La sua sfera d’azione non si ferma qui.

Secondo «Forbes» Gates, insieme a George Soros, avrebbe intenzione di acquistare Mologic Ltd, uno dei più grandi produttori di test Covid del Regno Unito. Si tratta di uno sforzo, scrive David Dawkins,

per aumentare l’accesso “a una tecnologia medica all’avanguardia e a basso costo” in tutto il mondo.

Il Soros Economic Development Fund e la Bill & Melinda Gates Foundation hanno infatti annunciato lunedì scorso l’iniziativa Global Access Health (GAH), che avrà l’obiettivo di rafforzare la diffusione della tecnologia medica su scala globale e che mira all’acquisizione per 41 milioni di dollari di Mologic Ltd, oggi meglio conosciuta per la tecnologia rapida dei tamponi via narice. Lo stesso sistema può essere utilizzate anche per testare la dengue, la bilharzia e la cecità fluviale.

«Soros e Gates – scrive Dawkins – fanno parte di quella cerchia di miliardari che intendono dirigere i loro sforzi filantropici verso il cosiddetto sud del mondo: un termine che si riferisce, in modo molto ampio, ad America Latina, Asia, Africa e Oceania».

Non ci si dovrebbe stupire di questa acquisizione. La Fondazione Gates è infatti il secondo donatore singolo dell’OMS dopo il governo degli Stati Uniti (Trump ha sospeso i fondi nell’aprile 2020 perché a suo dire l’OMS è responsabile di aver «gravemente mal gestito e insabbiato» l’epidemia da coronavirus) e davanti al Regno Unito: ha destinato all’OMS quasi 444 milioni nel 2016, di cui circa 221 vincolati e quasi 457 milioni nel 2017, di cui 213 vincolati a programmi specifici.

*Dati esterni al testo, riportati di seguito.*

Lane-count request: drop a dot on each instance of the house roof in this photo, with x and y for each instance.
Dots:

Bill Gates si è in particolare concentrato sulla somministrazione dei vaccini nei Paesi in via di sviluppo, affiancando all’impegno per l’OMS quello da finanziatore leader della Gavi Alliance, una partnership pubblico-privata emanazione della sua fondazione, le cui ombre sul suo operato sono seconde solo alla Fondazione.

Arrivato il Sars-CoV-2, la Fondazione Gates si è subito riorganizzata per finanziare la ricerca e lo sviluppo di un vaccino per il Covid-19 e ora anche per mettere le mani sul mercato dei tamponi.

Dopotutto, nella nostra epoca alcuni dei più celebri imprenditori nel mondo della beneficenza, da Gates a Soros, hanno guadagnato miliardi con spregiudicate strategie di business e vere e proprie speculazioni finanziarie, che hanno finito per incrementare instabilità finanziaria, erodere i diritti dei lavoratori e consolidare le diseguaglianze economiche già esistenti a livello globale.

La sanità e la gestione di crisi ed emergenze rientra ovviamente in questo piano di speculazione e di accentramento del potere.

Mentre le grandi organizzazioni di beneficenza sostituiscono progressivamente i governi come fornitori di assistenza sociale e servizi primari alle persone, la loro generosità è tanto sospetta quanto ovviamente interessata. Le multinazionali generano diseguaglianza economica e sociale che paradossalmente le fondazioni caritatevoli dovrebbero poi risolvere, in una sorta di circolo vizioso fintamente caritatevole.